Competition or monopoly?
Three oil marketers — AYM Shafa Limited, A.A. Rano Limited, and Matrix Petroleum Services Limited, have sought the dismissal of Dangote…
Three oil marketers — AYM Shafa Limited, A.A. Rano Limited, and Matrix Petroleum Services Limited, have sought the dismissal of Dangote Petroleum Refinery’s suit challenging the Nigeria Midstream and Downstream Petroleum Regulatory Authority for issuing some marketers import licences and seeking ₦100 billion ($57.47 million) in damages. The marketers insist that competition is crucial for Nigeria’s economy, and their licences comply with the Petroleum Industry Act. Meanwhile, IPMAN has agreed with Dangote Refinery to lift petrol and diesel directly from Dangote Refinery, confident that negotiations with Dangote would yield lower rates. NNPC reports it has ended fuel imports, now relying on local refineries like Dangote’s for supply.

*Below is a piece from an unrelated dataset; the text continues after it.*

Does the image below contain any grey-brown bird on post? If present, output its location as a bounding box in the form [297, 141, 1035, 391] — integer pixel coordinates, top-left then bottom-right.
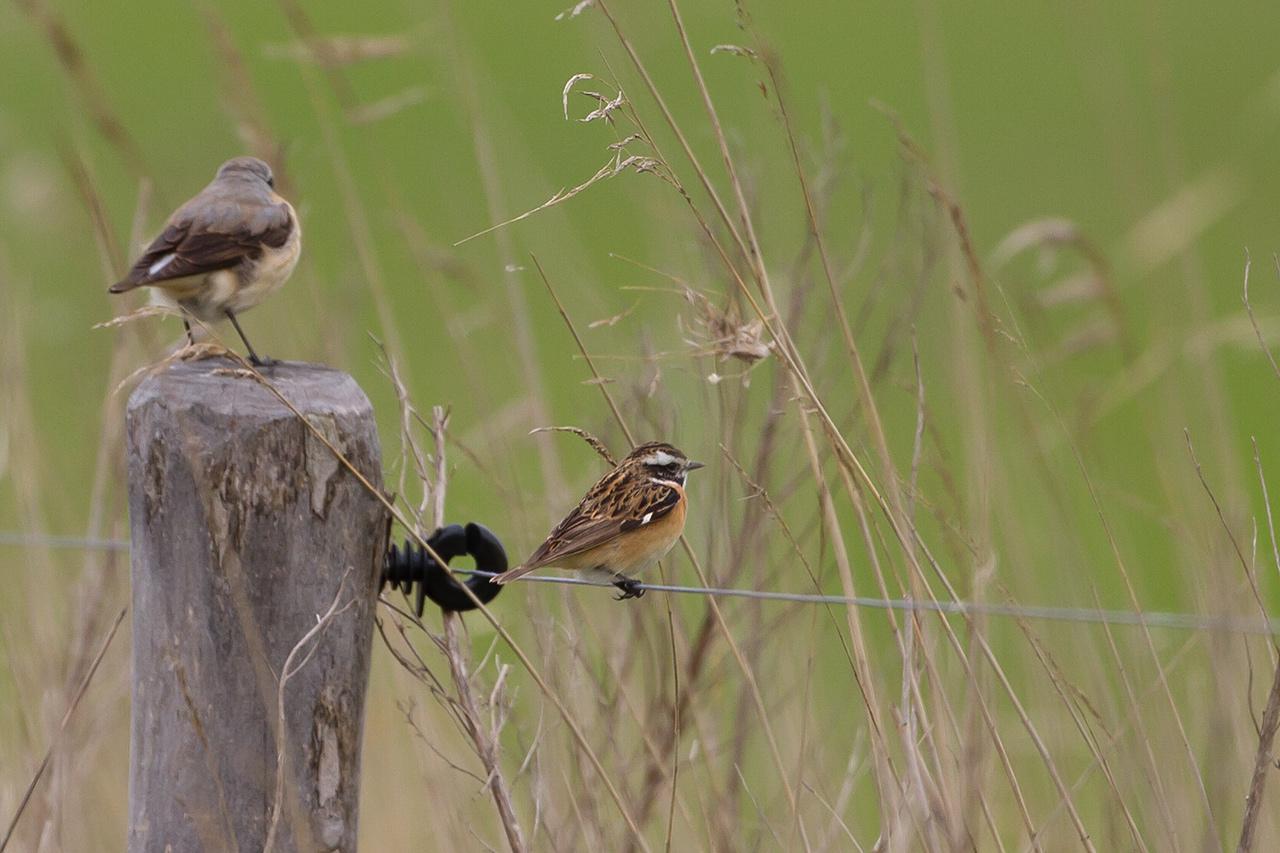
[110, 158, 302, 365]
[493, 442, 703, 598]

Nigeria’s petroleum sector is one with many twists and turns. For more than six months now, a public spat has unfolded between Dangote and several industry stakeholders, including the NNPC, NUPRC, and IPMAN. Initially, Dangote Refinery was criticised for allegedly lacking the capacity and quality to meet Nigeria’s fuel needs. Later, it faced accusations of trying to monopolise the market and of refusing to engage with stakeholders. But the different parties have reached a compromise, following the federal government’s intervention. For a long time, the petrol subsidy was described as a major obstacle to national development. Some argue that the NNPC’s reliance on scarce foreign currency for importing refined products could be eased by boosting local refining, which may lead to lower petrol prices. This argument holds merit; local refining offers a path to industrialisation, job creation, and greater export potential. However, the journey for Dangote Refinery has not been smooth. Until recently, its leadership avoided disclosing its petrol prices and ran a campaign suggesting that imported petroleum products are substandard. The refinery has also filed a suit challenging the NMDPRA’s authority to issue import licences to other interested parties. This legal dispute adds an extra layer of complexity to Nigeria’s already challenging business environment. If Dangote’s challenge succeeds, it could reduce market competition, potentially driving up fuel prices for consumers. On the other hand, if marketers retain their licences, competition might hold steady or even increase, which could help keep prices in check. With deregulation, the sector is open to all players who meet regulatory standards, allowing anyone to supply petroleum products to Nigerians. In the long run, local refining could bring promised benefits, including import reduction, lower foreign exchange spending, resilience against external shocks, cost-reflective pricing, greater product availability, and a boost in investor interest.